Dr. Yagoda suggested deciding on an aging-intervention plan for 10 to 20 years out. “You might have to consult a facial plastic surgeon and a dermatologist to get the best mix of noninvasive and surgical options,” she said.

Doctors often credit Botox, the muscle-relaxing neurotoxin, as the facial aesthetics game-changer. “For the first time, doctors from different disciplines — plastic surgeons, dermatologists, ophthalmologists — were working together,” Dr. Graf said. “We learned from each other how the facial muscles work and how the face changes with aging.”

Dr. David E. Bank, a dermatologist in Mount Kisco, N.Y., uses thinner hyaluronic acid fillers, like Restylane Silk and Belotero, to improve skin texture and boost radiance.

“Most injections are done below the level of the skin, oftentimes sitting on top of the bone, but these thinner fillers can be injected superficially into the dermis,” Dr. Bank said. “There’s an immediate hydrating effect because hyaluronic acid is so good at grabbing water to itself. But there’s also a delayed effect, a slight inflammation that stimulates your collagen-producing cells, so that perhaps after a couple treatments, you don’t need filler anymore.”

Doctors also use fillers off-label to add volume to the temples. To lift drooping eyelids, Dr.

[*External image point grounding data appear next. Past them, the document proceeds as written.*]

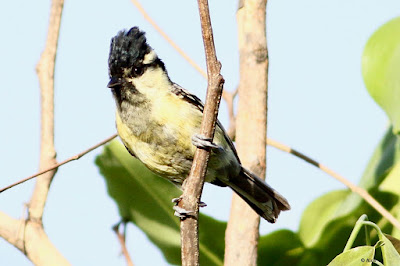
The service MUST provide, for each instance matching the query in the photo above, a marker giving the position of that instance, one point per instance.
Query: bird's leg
(181, 212)
(202, 142)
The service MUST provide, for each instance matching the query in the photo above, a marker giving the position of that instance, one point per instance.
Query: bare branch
(241, 237)
(356, 189)
(121, 239)
(45, 71)
(73, 158)
(194, 183)
(168, 39)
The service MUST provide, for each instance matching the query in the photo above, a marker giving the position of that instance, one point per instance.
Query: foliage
(366, 254)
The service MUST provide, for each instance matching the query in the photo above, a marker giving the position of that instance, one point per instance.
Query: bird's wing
(195, 101)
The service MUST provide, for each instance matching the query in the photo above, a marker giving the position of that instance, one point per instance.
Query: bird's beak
(114, 82)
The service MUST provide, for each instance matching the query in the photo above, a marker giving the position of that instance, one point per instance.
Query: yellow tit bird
(159, 123)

Bank injects Restylane into the forehead. “There isn’t much fat there to begin with, but when it thins, the eyebrows and the eyelids fall a bit,” he said. “Filling the forehead recreates convexity to support the eyebrows.” Plastic surgeons also inject fillers to reshape the bridge of the nose and simulate the effect of a chin implant.

In her New York cosmetic dentistry practice, Dr. Pia Lieb offers a niche lip-plumping procedure. “People were paying all this money to get veneers but getting bad lip filler, so I decided to start doing it myself,” Dr. Lieb said. She injects filler inside the mouth, where the interior smooth skin meets the outer skin of the lips. She says the technique “rolls out” the lips for natural-looking fullness.

“Dentists are trained to inject inside the mouth, and with filler that yields better results than filling the outside of the mouth, which is what most doctors do,” Dr. Lieb said.

People lose collagen all over the body, not just in the face. But fillers currently available in the United States lack the density needed for body work. Macrolane, a viscous hyaluronic filler in the Restylane family, has been popular in Europe for body enhancement for several years. The future of such fillers here is directly tied to the trickle of approvals by the Food and Drug Administraion. As new formulas become available, doctors find ways to use them.

“Think about the skin of the upper arms that hangs like bat wings,” Dr. Bank said. “To restore that, you could use Macrolane to coat the muscle all the way around, like blowing up a tire.”